Uncertainty encoded in a recurrent neural network trained to predict visual input during navigation

Cosyne 2024, Friday, March 1st, Poster 2-019

Authors: Yeowon Kim and Yul HR Kang

  • This presentation won Cosyne Presenters Travel Grant!

Navigation requires localizing oneself in an environment. However, one’s location (“latent state”) is not directly observable, and must be inferred from noisy and partial information such as egocentric visual input and self-motion signals. Recent findings suggest that the uncertainty about the latent state from such noisy information must be considered for optimal localization, and that it is indeed considered by people during navigation and represented by place/grid fields in the brain. However, it is unclear how such probabilistic representation (i.e., representation of the uncertainty about the latent state) is acquired. Here we show that such representation naturally arises when a neural network is trained to predict the upcoming sensory input. We develop a variant of an autoencoder that receives noisy egocentric visual stimuli/self-motion signals of an agent navigating an environment, and recurrently updates its hidden state to predict the upcoming visual stimulus. Then we show its hidden state represents a handcrafted ideal observer’s belief about its location given noisy sensory inputs.

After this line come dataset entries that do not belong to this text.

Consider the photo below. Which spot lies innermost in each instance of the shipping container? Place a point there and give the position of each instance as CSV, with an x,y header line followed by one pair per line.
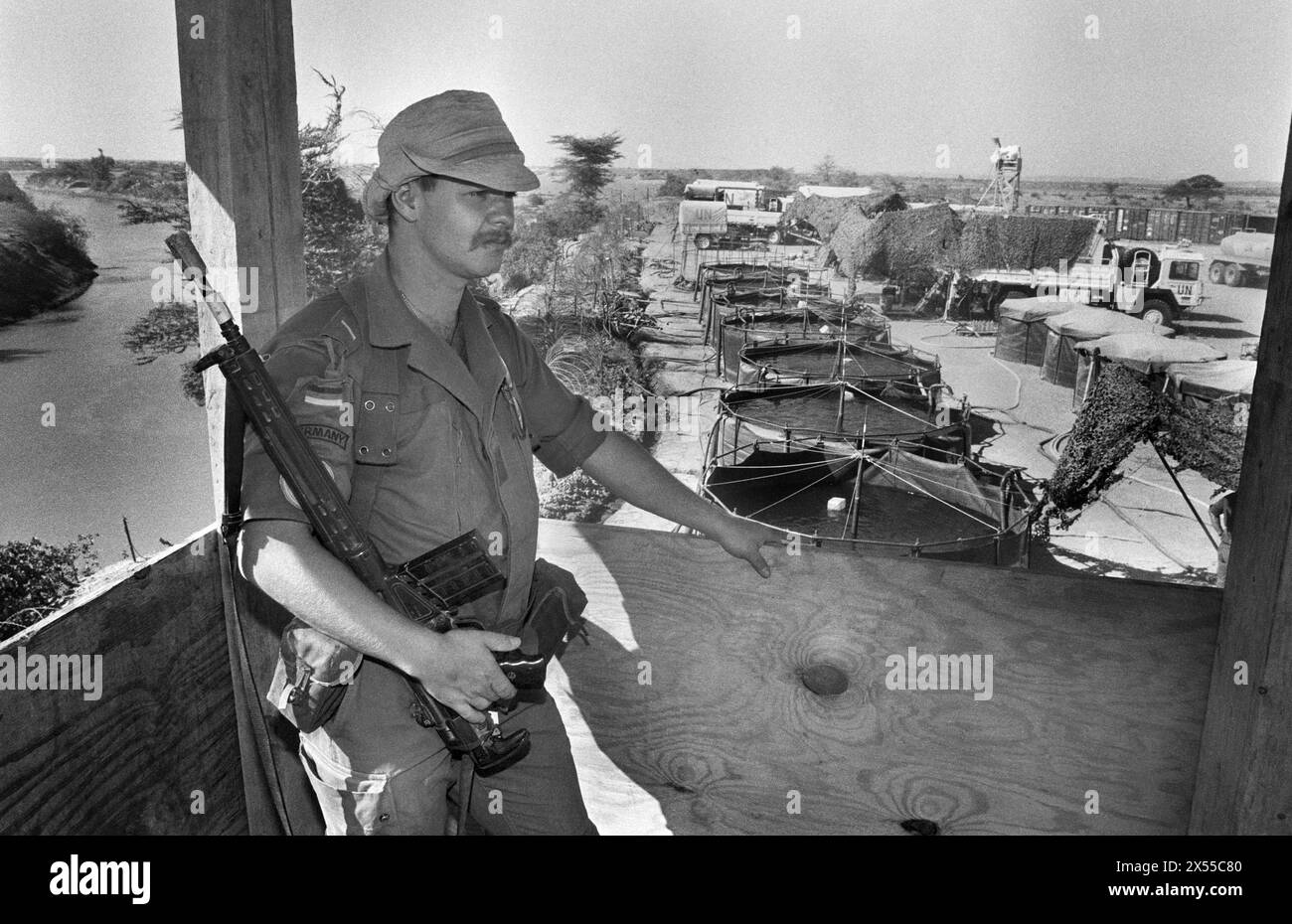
x,y
1261,223
1162,224
1133,225
1217,228
1193,227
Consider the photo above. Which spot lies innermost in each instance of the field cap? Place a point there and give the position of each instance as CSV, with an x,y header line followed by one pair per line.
x,y
456,133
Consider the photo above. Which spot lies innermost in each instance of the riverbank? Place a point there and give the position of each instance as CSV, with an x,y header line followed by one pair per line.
x,y
91,437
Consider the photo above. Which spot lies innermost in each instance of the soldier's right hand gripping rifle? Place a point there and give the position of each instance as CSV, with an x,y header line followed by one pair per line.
x,y
427,589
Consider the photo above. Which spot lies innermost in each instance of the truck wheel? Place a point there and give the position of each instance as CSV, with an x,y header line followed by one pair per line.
x,y
1158,313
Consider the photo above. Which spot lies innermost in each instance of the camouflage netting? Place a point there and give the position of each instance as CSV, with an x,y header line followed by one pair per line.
x,y
825,212
920,243
1122,411
915,244
1024,241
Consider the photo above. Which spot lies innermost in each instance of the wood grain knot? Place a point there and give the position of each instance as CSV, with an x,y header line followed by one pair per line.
x,y
920,826
825,680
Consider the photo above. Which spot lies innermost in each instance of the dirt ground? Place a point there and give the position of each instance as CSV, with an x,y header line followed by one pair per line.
x,y
1142,529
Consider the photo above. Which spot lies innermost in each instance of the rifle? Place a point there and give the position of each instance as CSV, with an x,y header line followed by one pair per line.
x,y
426,589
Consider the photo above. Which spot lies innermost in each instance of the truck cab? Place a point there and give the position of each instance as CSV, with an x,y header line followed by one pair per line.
x,y
728,211
1157,286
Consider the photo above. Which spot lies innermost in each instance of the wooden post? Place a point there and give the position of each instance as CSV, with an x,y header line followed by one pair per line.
x,y
1244,766
238,92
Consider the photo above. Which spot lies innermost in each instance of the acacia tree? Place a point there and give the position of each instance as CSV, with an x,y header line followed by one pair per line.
x,y
1202,186
826,170
586,162
586,168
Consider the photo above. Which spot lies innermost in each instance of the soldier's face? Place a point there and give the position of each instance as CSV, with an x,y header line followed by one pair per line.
x,y
465,229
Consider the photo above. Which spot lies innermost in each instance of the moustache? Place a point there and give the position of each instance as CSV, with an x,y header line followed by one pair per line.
x,y
491,237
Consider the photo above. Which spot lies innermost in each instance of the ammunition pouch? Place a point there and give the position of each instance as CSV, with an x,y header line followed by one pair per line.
x,y
314,670
552,620
311,675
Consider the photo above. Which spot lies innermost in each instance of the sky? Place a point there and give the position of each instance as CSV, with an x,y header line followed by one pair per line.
x,y
1086,88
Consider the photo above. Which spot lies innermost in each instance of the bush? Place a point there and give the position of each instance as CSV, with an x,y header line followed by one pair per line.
x,y
37,578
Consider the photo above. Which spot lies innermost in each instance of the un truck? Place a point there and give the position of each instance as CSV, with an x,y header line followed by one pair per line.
x,y
1244,258
728,214
1157,286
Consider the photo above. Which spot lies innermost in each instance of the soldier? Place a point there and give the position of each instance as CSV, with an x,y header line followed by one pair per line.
x,y
1222,519
442,448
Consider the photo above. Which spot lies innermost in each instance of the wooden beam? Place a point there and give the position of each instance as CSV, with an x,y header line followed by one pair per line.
x,y
689,712
1244,772
238,88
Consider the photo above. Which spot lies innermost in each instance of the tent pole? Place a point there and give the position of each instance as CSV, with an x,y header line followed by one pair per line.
x,y
1180,488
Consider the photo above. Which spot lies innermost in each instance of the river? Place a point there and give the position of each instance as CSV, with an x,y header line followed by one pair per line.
x,y
124,439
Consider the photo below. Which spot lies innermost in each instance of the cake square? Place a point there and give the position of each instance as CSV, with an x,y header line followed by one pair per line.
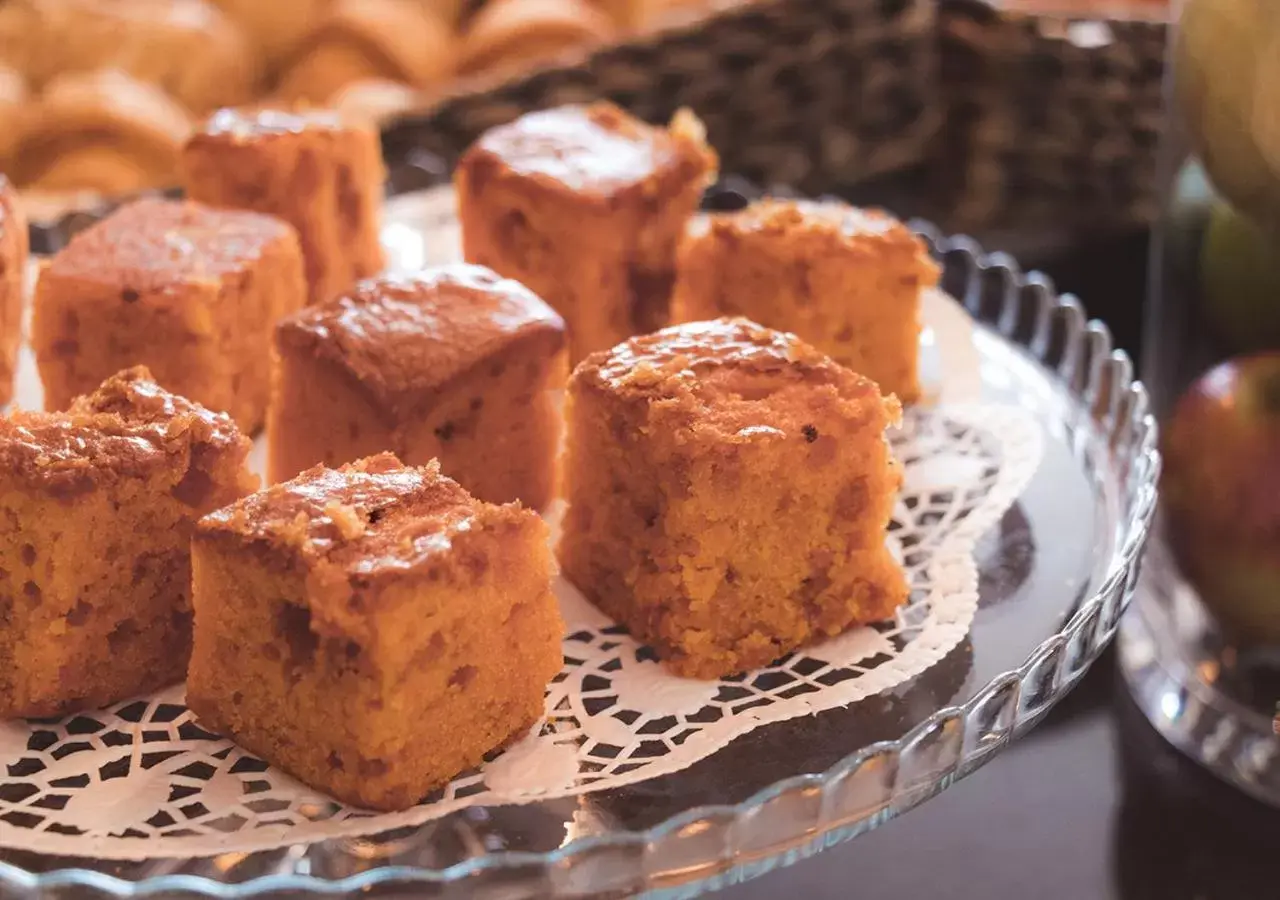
x,y
452,362
585,205
187,291
845,279
95,563
13,282
373,630
315,170
728,494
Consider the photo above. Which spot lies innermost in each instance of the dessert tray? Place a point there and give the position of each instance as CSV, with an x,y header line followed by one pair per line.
x,y
1028,497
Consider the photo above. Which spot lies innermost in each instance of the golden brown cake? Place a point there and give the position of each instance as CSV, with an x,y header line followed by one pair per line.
x,y
373,630
585,205
728,493
320,174
845,279
13,282
186,48
451,364
511,35
95,563
188,291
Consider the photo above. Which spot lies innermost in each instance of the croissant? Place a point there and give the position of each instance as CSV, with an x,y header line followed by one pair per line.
x,y
13,106
375,100
661,13
100,131
186,46
362,40
513,33
275,26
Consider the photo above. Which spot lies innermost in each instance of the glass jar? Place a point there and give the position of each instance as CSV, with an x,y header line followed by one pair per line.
x,y
1202,648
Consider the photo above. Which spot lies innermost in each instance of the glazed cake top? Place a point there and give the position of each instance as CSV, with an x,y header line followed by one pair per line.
x,y
598,150
730,377
368,519
405,336
867,229
236,126
152,246
128,428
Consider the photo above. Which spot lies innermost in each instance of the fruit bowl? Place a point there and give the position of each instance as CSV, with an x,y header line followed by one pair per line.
x,y
1052,575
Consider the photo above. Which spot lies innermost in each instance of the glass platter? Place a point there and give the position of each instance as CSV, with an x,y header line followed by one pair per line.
x,y
1054,578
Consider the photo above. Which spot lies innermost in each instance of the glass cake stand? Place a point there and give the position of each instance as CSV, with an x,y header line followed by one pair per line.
x,y
1055,575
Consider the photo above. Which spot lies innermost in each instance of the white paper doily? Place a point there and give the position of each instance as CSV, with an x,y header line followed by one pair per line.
x,y
142,780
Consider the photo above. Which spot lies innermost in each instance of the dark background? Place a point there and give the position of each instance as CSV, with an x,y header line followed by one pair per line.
x,y
1092,804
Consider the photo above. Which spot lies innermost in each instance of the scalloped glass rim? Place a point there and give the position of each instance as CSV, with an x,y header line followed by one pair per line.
x,y
1052,329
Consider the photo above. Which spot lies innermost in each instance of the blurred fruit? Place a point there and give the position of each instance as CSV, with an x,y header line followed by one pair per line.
x,y
1187,216
1240,281
1228,87
1221,494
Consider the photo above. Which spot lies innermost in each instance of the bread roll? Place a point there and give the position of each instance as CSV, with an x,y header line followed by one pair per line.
x,y
369,40
508,35
100,131
184,46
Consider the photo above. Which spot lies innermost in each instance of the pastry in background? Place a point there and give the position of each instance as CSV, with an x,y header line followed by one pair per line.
x,y
186,48
13,109
188,291
360,40
275,27
848,281
95,557
13,281
375,100
100,131
452,362
647,14
585,205
319,173
508,35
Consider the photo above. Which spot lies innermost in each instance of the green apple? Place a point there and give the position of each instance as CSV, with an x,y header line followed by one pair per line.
x,y
1221,494
1239,275
1226,71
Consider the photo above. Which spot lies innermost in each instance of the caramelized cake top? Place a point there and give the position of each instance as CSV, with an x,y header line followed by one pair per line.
x,y
128,428
402,337
150,246
370,517
731,377
597,150
237,126
872,231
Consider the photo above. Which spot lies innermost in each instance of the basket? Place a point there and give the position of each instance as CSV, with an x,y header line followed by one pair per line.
x,y
805,92
1052,118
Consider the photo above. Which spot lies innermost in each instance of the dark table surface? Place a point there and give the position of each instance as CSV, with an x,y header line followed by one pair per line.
x,y
1092,804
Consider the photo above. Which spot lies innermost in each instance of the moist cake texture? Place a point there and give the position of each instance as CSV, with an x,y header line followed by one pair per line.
x,y
728,493
845,279
585,205
374,630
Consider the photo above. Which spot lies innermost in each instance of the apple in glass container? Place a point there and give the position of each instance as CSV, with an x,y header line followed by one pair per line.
x,y
1221,494
1226,77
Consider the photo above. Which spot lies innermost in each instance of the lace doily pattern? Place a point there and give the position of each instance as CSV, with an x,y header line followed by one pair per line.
x,y
144,780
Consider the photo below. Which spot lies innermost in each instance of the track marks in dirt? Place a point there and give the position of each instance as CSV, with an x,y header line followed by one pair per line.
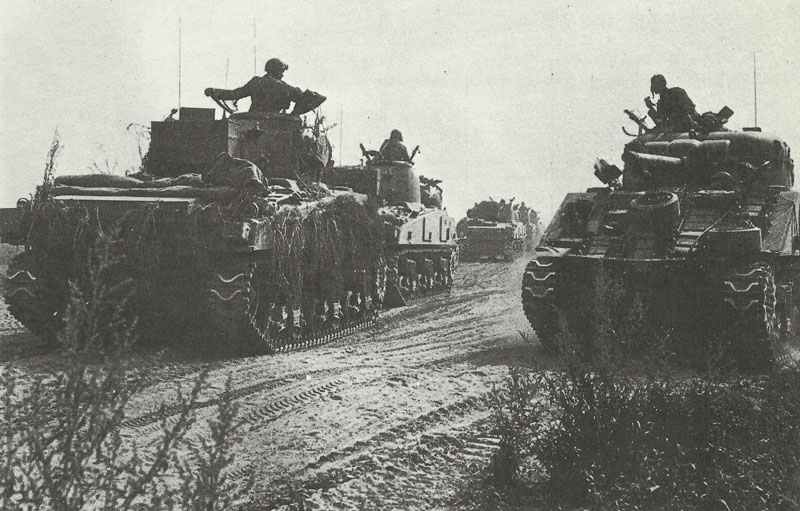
x,y
364,457
402,465
234,394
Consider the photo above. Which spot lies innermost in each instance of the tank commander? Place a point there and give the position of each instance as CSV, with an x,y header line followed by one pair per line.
x,y
523,213
674,110
393,148
268,94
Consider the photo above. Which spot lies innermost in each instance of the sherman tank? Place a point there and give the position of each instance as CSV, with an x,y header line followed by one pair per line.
x,y
697,233
496,230
228,236
419,237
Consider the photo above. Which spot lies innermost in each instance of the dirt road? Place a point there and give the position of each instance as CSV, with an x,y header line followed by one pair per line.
x,y
392,417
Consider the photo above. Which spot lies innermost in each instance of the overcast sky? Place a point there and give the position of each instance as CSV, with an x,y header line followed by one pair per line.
x,y
504,98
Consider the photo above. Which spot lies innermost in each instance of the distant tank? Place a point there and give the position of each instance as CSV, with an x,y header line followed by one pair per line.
x,y
248,263
496,230
698,232
419,240
13,222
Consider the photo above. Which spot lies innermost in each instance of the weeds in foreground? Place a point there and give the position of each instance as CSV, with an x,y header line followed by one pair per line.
x,y
610,442
64,445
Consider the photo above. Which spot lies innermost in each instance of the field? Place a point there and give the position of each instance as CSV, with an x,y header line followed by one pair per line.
x,y
398,416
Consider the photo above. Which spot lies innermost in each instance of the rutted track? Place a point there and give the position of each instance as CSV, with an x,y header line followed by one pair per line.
x,y
394,416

The representation matched not only the optimal estimate of the location but also the estimate’s uncertainty. Also, the decoded uncertainty about the distance from the nearest wall correlated with the distance, matching that of the ideal observer and paralleling the finding about how human homing behavior depends more on closer landmarks, and how a place field’s size correlates with the distance from the nearest wall. A control network trained to reproduce the visual stimulus of the current time step failed to represent the ideal observer’s belief as reliably. Thus, our results suggest that learning to predict the upcoming noisy sensory input may be a potential mechanism for the learning of probabilistic representation in the brain, even in a natural task like spatial navigation where the relationship between the sensory input and the latent state is complex.